Best Parameters: {'max_depth': 4, 'min_samples_split': 2}
Test Set Accuracy: 0.97


### 10. Imagine you’re working as a data scientist for a healthcare company that wants to predict whether a patient has a certain disease. You have a large dataset with mixed data types and some missing values.
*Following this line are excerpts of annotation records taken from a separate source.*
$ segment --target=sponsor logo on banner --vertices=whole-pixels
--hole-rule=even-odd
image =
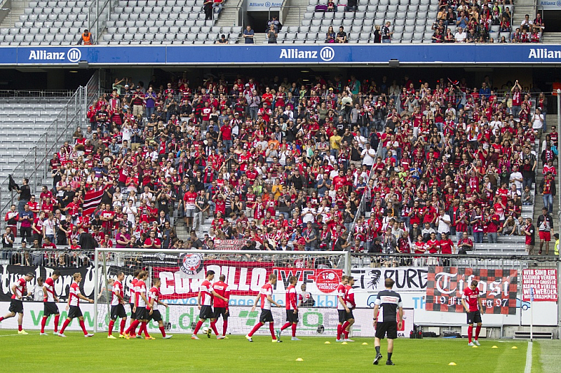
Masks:
[[[188,275],[196,275],[203,269],[204,259],[201,254],[185,254],[180,257],[181,271]]]
[[[383,290],[386,278],[396,282],[393,289],[398,292],[424,290],[428,273],[426,267],[353,268],[351,270],[355,279],[355,292]]]
[[[464,290],[472,280],[479,282],[485,313],[516,314],[518,271],[463,267],[428,267],[426,309],[442,312],[464,312]]]
[[[523,301],[557,301],[557,269],[522,269],[522,294]]]

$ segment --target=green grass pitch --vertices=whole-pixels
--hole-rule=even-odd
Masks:
[[[398,339],[392,360],[396,365],[385,365],[384,358],[372,365],[374,339],[356,338],[346,345],[333,338],[302,337],[290,341],[283,336],[282,344],[273,344],[269,337],[254,337],[253,343],[243,336],[229,339],[194,341],[189,334],[175,334],[162,339],[152,333],[154,341],[107,339],[106,333],[84,338],[68,332],[67,338],[39,336],[36,330],[18,335],[16,330],[0,330],[0,359],[4,372],[119,372],[137,369],[153,372],[523,372],[527,341],[481,341],[471,348],[466,339]],[[289,334],[290,335],[290,334]],[[330,344],[325,344],[326,341]],[[367,343],[367,345],[363,344]],[[497,348],[492,348],[493,346]],[[516,346],[517,348],[512,348]],[[539,345],[533,346],[532,372],[541,372]],[[301,358],[303,361],[297,361]],[[456,365],[449,365],[454,362]]]

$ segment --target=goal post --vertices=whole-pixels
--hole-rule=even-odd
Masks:
[[[119,271],[125,273],[125,308],[130,314],[128,300],[133,273],[136,269],[143,269],[149,273],[147,287],[151,286],[154,278],[161,280],[161,300],[168,307],[160,306],[159,308],[166,328],[172,334],[193,332],[198,320],[198,287],[206,272],[212,270],[215,273],[212,282],[224,275],[224,282],[230,287],[229,334],[244,335],[257,323],[259,309],[252,312],[251,308],[261,287],[269,280],[269,275],[275,273],[277,283],[273,298],[283,306],[273,308],[276,325],[280,327],[278,324],[284,324],[285,290],[288,278],[295,276],[298,280],[299,298],[304,301],[300,306],[299,334],[331,335],[337,328],[335,290],[341,276],[351,273],[349,252],[97,248],[94,267],[95,332],[106,331],[109,325],[110,280],[116,278]],[[208,323],[207,320],[205,325]],[[149,331],[157,330],[154,322],[148,326]],[[264,334],[266,334],[264,329],[262,331]]]

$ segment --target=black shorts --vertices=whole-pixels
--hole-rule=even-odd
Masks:
[[[82,317],[82,310],[78,306],[70,306],[70,309],[68,311],[68,318],[76,318]]]
[[[20,299],[12,299],[10,302],[10,308],[8,309],[14,313],[23,313],[23,301]]]
[[[127,313],[125,311],[125,306],[119,304],[116,306],[111,306],[111,320],[117,320],[117,318],[126,318]]]
[[[230,315],[230,313],[228,312],[228,309],[226,307],[215,307],[215,317],[214,318],[219,318],[220,316],[222,316],[222,318],[224,321],[228,320],[228,316]]]
[[[135,309],[135,304],[134,303],[129,303],[130,305],[130,318],[132,320],[136,320],[136,312],[133,310]]]
[[[43,304],[43,316],[50,316],[50,315],[60,315],[57,304],[54,301],[46,301]]]
[[[273,313],[270,309],[261,308],[261,316],[259,317],[260,323],[273,323]]]
[[[148,311],[149,313],[149,311]],[[151,320],[154,320],[156,323],[159,323],[162,320],[162,315],[160,313],[160,311],[157,309],[155,309],[152,311],[151,315],[148,315],[148,321]]]
[[[148,320],[148,312],[146,311],[146,307],[136,308],[136,319]]]
[[[478,323],[481,323],[481,312],[479,310],[468,312],[468,325],[477,324]]]
[[[208,320],[215,318],[215,313],[212,312],[212,307],[210,306],[201,306],[201,312],[198,313],[198,318]]]
[[[378,323],[376,325],[376,338],[384,339],[388,334],[388,339],[395,339],[398,337],[398,322],[384,321]]]
[[[298,323],[298,311],[296,311],[296,313],[294,313],[293,309],[288,309],[286,310],[286,321],[288,323]]]

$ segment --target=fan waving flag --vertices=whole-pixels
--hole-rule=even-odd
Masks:
[[[101,203],[104,193],[105,193],[105,188],[102,188],[99,191],[90,191],[86,194],[83,205],[82,205],[82,216],[90,216],[95,211]]]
Explain the step-by-step process you would follow to: 
- Handle the missing values 
- Encode the categorical features 
- Train a Decision Tree model 
- Tune its hyperparameters 
- Evaluate its performance

And describe what business value this model could provide in the real-world setting.
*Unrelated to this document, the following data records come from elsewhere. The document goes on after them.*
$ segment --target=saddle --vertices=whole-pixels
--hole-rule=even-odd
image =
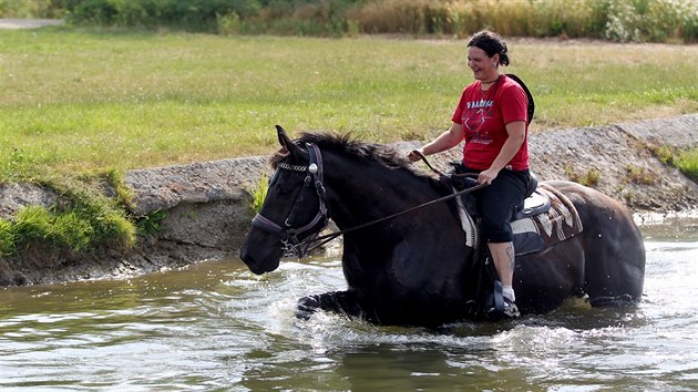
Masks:
[[[454,189],[476,184],[476,180],[472,178],[463,179],[466,177],[452,175],[446,177],[451,178]],[[531,173],[531,182],[525,196],[511,221],[515,256],[541,251],[582,233],[582,220],[572,202],[557,189],[546,184],[538,184],[533,173]],[[504,314],[502,282],[496,276],[493,264],[489,261],[487,247],[480,241],[476,197],[466,193],[456,198],[456,202],[465,241],[468,246],[478,249],[475,257],[481,260],[481,265],[484,265],[484,268],[479,269],[476,297],[465,303],[465,311],[472,317],[496,321]]]

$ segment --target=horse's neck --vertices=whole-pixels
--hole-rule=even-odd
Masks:
[[[406,168],[331,159],[325,169],[332,219],[342,229],[439,197],[433,184]],[[409,214],[401,217],[409,219]]]

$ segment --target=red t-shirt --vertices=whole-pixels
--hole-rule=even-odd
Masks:
[[[526,125],[524,143],[509,165],[514,171],[528,168],[528,97],[519,83],[506,75],[487,91],[481,90],[482,83],[475,81],[463,90],[461,100],[453,113],[453,121],[463,125],[463,165],[469,168],[485,171],[490,168],[504,142],[509,137],[506,124],[523,121]]]

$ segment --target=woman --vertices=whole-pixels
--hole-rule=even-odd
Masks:
[[[475,81],[463,91],[451,128],[419,152],[430,155],[465,140],[463,165],[479,173],[482,233],[502,281],[504,316],[517,318],[514,289],[514,245],[510,221],[531,180],[527,146],[527,96],[512,79],[500,73],[509,65],[504,40],[491,31],[475,33],[468,43],[468,66]],[[409,159],[418,161],[415,153]]]

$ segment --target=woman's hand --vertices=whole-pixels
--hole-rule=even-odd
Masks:
[[[410,162],[417,162],[417,161],[421,159],[423,155],[424,155],[424,152],[422,151],[422,148],[420,148],[420,149],[412,149],[408,154],[408,159],[410,159]]]
[[[478,183],[490,185],[492,184],[492,180],[496,178],[497,174],[500,174],[500,171],[497,171],[496,168],[490,167],[489,169],[484,172],[480,172],[480,175],[478,176]]]

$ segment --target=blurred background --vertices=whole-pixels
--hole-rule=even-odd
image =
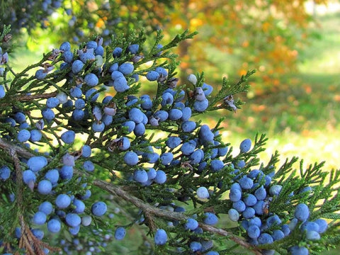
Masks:
[[[244,138],[266,133],[264,161],[278,150],[282,160],[298,156],[306,164],[325,161],[326,171],[339,168],[339,1],[0,0],[0,26],[12,25],[10,62],[17,71],[65,40],[76,45],[101,35],[108,44],[110,35],[142,28],[154,39],[162,29],[166,44],[197,30],[174,49],[181,83],[204,72],[218,91],[223,77],[236,83],[256,70],[249,91],[237,95],[245,101],[242,110],[210,113],[203,123],[225,118],[222,135],[235,152]],[[147,84],[142,89],[155,93]]]
[[[335,0],[44,0],[1,1],[1,24],[11,24],[17,47],[11,62],[21,69],[64,40],[77,45],[101,35],[144,29],[153,42],[162,29],[166,43],[184,30],[198,31],[176,53],[181,83],[204,72],[218,91],[223,77],[237,82],[247,70],[246,103],[236,113],[216,112],[205,123],[224,117],[223,135],[233,144],[258,132],[267,134],[268,159],[305,162],[325,160],[339,167],[340,156],[340,2]],[[1,25],[1,26],[2,26]],[[152,88],[142,86],[152,94]],[[235,145],[235,147],[237,146]]]

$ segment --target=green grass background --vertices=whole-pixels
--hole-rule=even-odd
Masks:
[[[282,162],[298,156],[306,165],[325,161],[324,171],[339,168],[340,13],[317,18],[319,26],[313,28],[317,37],[300,53],[299,72],[281,77],[283,83],[290,84],[288,89],[261,97],[253,96],[251,91],[248,95],[240,95],[246,103],[237,113],[220,111],[203,116],[203,123],[210,125],[219,118],[225,118],[222,136],[225,142],[234,144],[235,153],[244,138],[254,138],[256,132],[266,133],[269,140],[261,154],[264,162],[278,150]],[[11,61],[20,70],[28,63],[38,61],[42,50],[17,52]],[[251,81],[256,84],[256,75]],[[137,237],[139,234],[135,230],[128,235]],[[116,248],[125,254],[134,254],[126,249],[136,247],[135,242],[130,236]],[[339,249],[327,253],[339,254]]]

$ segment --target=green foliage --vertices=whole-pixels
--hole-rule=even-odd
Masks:
[[[8,33],[7,27],[5,27],[1,35]],[[308,247],[312,254],[321,254],[324,249],[336,243],[340,236],[340,198],[337,189],[340,176],[339,170],[327,173],[322,169],[323,163],[316,163],[305,168],[303,161],[300,161],[300,169],[297,170],[294,168],[298,160],[296,157],[287,159],[282,166],[278,166],[278,152],[272,156],[267,164],[261,163],[259,154],[265,149],[266,135],[256,135],[254,145],[246,146],[247,149],[242,146],[243,142],[240,144],[239,151],[233,149],[219,134],[223,119],[212,128],[207,128],[200,120],[193,121],[191,124],[194,125],[193,128],[189,130],[185,130],[183,125],[190,118],[186,120],[180,118],[161,120],[158,118],[156,124],[151,123],[151,118],[158,118],[156,115],[157,111],[168,112],[181,108],[181,106],[175,106],[176,103],[178,103],[176,106],[183,103],[183,108],[191,107],[193,115],[197,116],[205,112],[223,108],[236,110],[242,104],[239,99],[234,101],[234,97],[246,92],[249,89],[247,81],[254,71],[249,71],[242,76],[234,85],[223,79],[222,89],[215,96],[205,94],[209,106],[203,110],[195,108],[195,103],[199,100],[194,91],[205,84],[204,73],[197,75],[197,82],[190,81],[191,84],[186,85],[181,81],[181,86],[174,86],[176,67],[178,63],[170,49],[184,40],[192,38],[194,35],[185,31],[165,43],[161,50],[157,48],[162,40],[161,31],[154,36],[154,42],[151,44],[153,46],[148,48],[145,32],[131,30],[128,34],[112,37],[111,42],[106,47],[103,55],[97,54],[96,58],[82,61],[84,67],[79,72],[72,70],[71,63],[81,59],[85,53],[91,53],[91,47],[86,42],[73,50],[55,49],[44,54],[40,61],[28,65],[21,72],[13,72],[10,63],[5,64],[1,81],[6,94],[0,98],[0,149],[3,154],[0,162],[1,165],[8,166],[11,174],[8,178],[2,179],[1,177],[0,180],[0,227],[2,230],[0,239],[4,250],[20,253],[23,249],[29,254],[43,254],[43,248],[47,248],[51,252],[57,252],[58,249],[53,246],[60,246],[60,244],[67,246],[62,244],[66,242],[69,249],[76,253],[76,242],[72,244],[76,234],[72,234],[74,230],[67,225],[63,214],[74,212],[74,205],[67,208],[55,208],[55,212],[48,216],[48,219],[58,219],[63,224],[62,230],[55,235],[47,234],[42,241],[37,239],[33,233],[31,226],[36,226],[31,220],[41,202],[49,201],[55,207],[56,196],[59,194],[70,194],[74,198],[82,199],[89,191],[92,195],[84,200],[86,209],[79,214],[81,217],[91,215],[93,222],[89,227],[81,226],[78,234],[78,241],[82,241],[84,245],[79,253],[86,252],[84,250],[89,248],[86,246],[88,242],[99,246],[97,252],[101,250],[110,254],[119,253],[115,250],[119,241],[106,244],[105,239],[106,234],[108,236],[106,239],[113,239],[113,230],[120,226],[142,233],[142,239],[147,242],[149,246],[143,246],[138,251],[140,254],[171,254],[178,251],[191,254],[193,253],[191,244],[193,241],[205,244],[208,248],[202,252],[215,249],[211,246],[212,242],[220,244],[222,248],[217,245],[216,249],[220,254],[237,254],[240,248],[257,254],[266,252],[266,250],[276,250],[285,254],[289,252],[289,248],[295,244]],[[94,36],[91,39],[92,43],[96,42],[97,47],[101,46],[100,37]],[[136,44],[139,46],[138,50],[132,52],[129,47]],[[116,47],[122,49],[119,56],[113,55]],[[65,52],[73,53],[71,61],[65,60]],[[135,60],[134,57],[140,58],[133,61]],[[110,82],[114,82],[117,79],[112,77],[113,72],[110,71],[110,68],[114,64],[122,67],[125,63],[133,65],[133,70],[125,74],[128,89],[121,91],[116,86],[110,86]],[[166,76],[150,81],[147,78],[148,72],[157,67],[166,69]],[[40,78],[37,72],[32,74],[37,69],[42,70],[46,75]],[[89,82],[84,81],[89,74],[96,75],[98,84],[90,86]],[[137,81],[133,75],[137,75],[140,80]],[[152,106],[149,108],[141,106],[145,99],[142,98],[140,91],[146,84],[151,84],[155,91],[155,96],[150,97]],[[96,93],[100,94],[97,100],[93,100],[96,94],[85,96],[93,87],[96,89]],[[73,104],[66,104],[67,102],[75,104],[78,98],[71,93],[75,88],[81,90],[82,94],[79,98],[85,101],[83,108],[86,111],[86,115],[81,120],[72,117],[76,107]],[[164,103],[163,96],[166,91],[174,93],[175,102]],[[182,91],[186,93],[185,96],[181,96]],[[57,106],[52,107],[53,118],[47,118],[43,114],[44,110],[50,108],[47,107],[47,101],[50,98],[60,100]],[[113,121],[105,125],[102,131],[98,131],[95,127],[103,123],[103,116],[98,116],[105,115],[103,113],[107,108],[114,110]],[[96,112],[98,108],[100,114]],[[131,112],[136,108],[147,118],[145,123],[142,123],[144,119],[132,120],[135,124],[143,123],[146,132],[140,135],[135,130],[129,132],[128,128],[123,128],[127,120],[133,119]],[[42,128],[39,128],[41,140],[19,141],[18,132],[23,128],[19,124],[11,122],[18,112],[24,113],[25,121],[23,123],[28,124],[26,128],[30,131],[36,130],[39,121],[44,120],[44,124],[40,123]],[[62,134],[66,130],[74,131],[76,142],[63,139]],[[206,135],[208,138],[205,136]],[[180,144],[174,147],[167,144],[171,136],[179,138]],[[129,147],[124,147],[123,137],[129,141]],[[25,145],[26,142],[30,146]],[[186,151],[183,144],[193,142],[195,143],[194,149]],[[93,150],[91,157],[82,157],[85,145]],[[200,160],[195,161],[194,151],[202,152]],[[138,155],[136,164],[125,162],[124,157],[127,152],[133,152]],[[167,163],[162,162],[161,158],[166,153],[173,155]],[[158,157],[152,160],[151,157],[155,154]],[[28,160],[37,155],[46,159],[46,164],[37,171],[35,184],[34,181],[24,183],[26,181],[23,173],[32,168]],[[66,163],[69,157],[73,159],[73,162]],[[86,161],[94,164],[94,170],[86,169],[84,163]],[[201,163],[206,165],[202,166]],[[241,166],[241,163],[244,165]],[[220,168],[217,168],[218,164],[221,164]],[[65,166],[72,167],[70,178],[62,177],[53,187],[52,192],[42,194],[37,191],[37,183],[45,178],[49,170],[57,169],[62,175],[62,167]],[[156,169],[158,173],[164,171],[166,181],[158,181],[155,178],[139,181],[136,173],[147,169],[151,171],[151,169]],[[280,240],[272,244],[251,244],[254,240],[249,238],[244,227],[240,222],[233,221],[228,212],[233,208],[230,198],[232,186],[241,183],[242,178],[254,171],[259,171],[259,174],[252,180],[258,186],[244,188],[242,198],[254,193],[261,186],[266,187],[267,192],[271,192],[271,188],[274,185],[281,187],[278,193],[267,196],[265,200],[262,200],[266,204],[263,211],[257,215],[262,224],[266,224],[267,220],[273,215],[278,216],[281,220],[280,224],[267,226],[265,231],[272,234],[273,230],[280,229],[281,225],[293,222],[297,205],[303,203],[308,205],[310,212],[308,220],[320,217],[329,220],[328,230],[325,233],[321,233],[319,239],[308,239],[306,232],[302,231],[304,222],[299,222],[295,228],[292,227],[291,234]],[[266,179],[268,176],[271,178]],[[149,181],[149,183],[147,183]],[[200,187],[207,188],[208,198],[203,198],[198,195],[196,191]],[[91,205],[98,200],[104,200],[108,204],[108,212],[103,216],[96,215],[91,209]],[[119,210],[115,210],[115,208]],[[182,208],[185,210],[181,211]],[[110,217],[109,212],[114,212],[114,217]],[[206,218],[208,212],[220,218],[216,226]],[[186,230],[185,224],[190,217],[197,219],[202,231]],[[21,237],[15,237],[16,227],[21,230]],[[154,245],[150,241],[159,228],[165,230],[168,234],[164,245]],[[132,235],[132,238],[134,237]],[[226,241],[229,246],[225,248]]]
#### 1. Handle Missing Values
- **Identify missing values** using `df.isnull().sum()` for a clear picture.
- **Numerical features:**
  - Use **mean/median imputation** for continuous data.
  - For skewed distributions, prefer `median` to avoid distortion.
- **Categorical features:**
  - Replace missing entries with the **mode** or a distinct label like `"Missing"`.
- Consider using **`SimpleImputer`** from `sklearn.impute` for streamlined preprocessing.

---

#### 2. Encode Categorical Features
- **Label Encoding**: For ordinal features with a natural order.
- **One-Hot Encoding**: For nominal features (non-ordered), using `pd.get_dummies()` or `OneHotEncoder`.
- If cardinality is high, consider **target encoding** or **hash encoding** to prevent feature explosion.

---

#### 3. Train a Decision Tree Model
```python
from sklearn.tree import DecisionTreeClassifier
model = DecisionTreeClassifier(random_state=42)
model.fit(X_train, y_train)
```
- No need to scale features, which is a bonus with tree-based models.
- Decision trees naturally handle mixed data types after encoding.

---

#### 4. Tune Hyperparameters
Use **GridSearchCV** or **RandomizedSearchCV** to optimize parameters like:
- `max_depth`: Controls overfitting.
- `min_samples_split` and `min_samples_leaf`: Improve generalization.
- `criterion`: Try both `'gini'` and `'entropy'`.
- `class_weight`: Important if your dataset is imbalanced.

```python
from sklearn.model_selection import GridSearchCV

param_grid = {
    'max_depth': [3, 5, None],
    'min_samples_split': [2, 5, 10],
    'criterion': ['gini', 'entropy']
}
grid_search = GridSearchCV(DecisionTreeClassifier(random_state=42), param_grid, cv=5)
grid_search.fit(X_train, y_train)
best_model = grid_search.best_estimator_
```

---

#### 5. Evaluate Performance
Use a mix of metrics:
- **Accuracy**: Good for balanced datasets.
- **Precision/Recall/F1 Score**: Crucial for disease prediction where false negatives matter.
- **Confusion Matrix** and **ROC AUC**: For visual insights.
```python
from sklearn.metrics import classification_report, roc_auc_score

print(classification_report(y_test, best_model.predict(X_test)))
print("ROC AUC:", roc_auc_score(y_test, best_model.predict_proba(X_test)[:,1]))
```

---

##### Business Value in Healthcare
A well-tuned model like this could:
- **Enable early detection** and intervention for at-risk patients.
- Support **personalized treatment plans**.
- Help hospitals **prioritize resources** and manage patient loads.
- Provide **predictive insights** for chronic condition management.
- Reduce operational costs by **automating screening** and triage.

By making disease prediction more proactive, the company could increase patient survival rates and reduce long-term care expenses.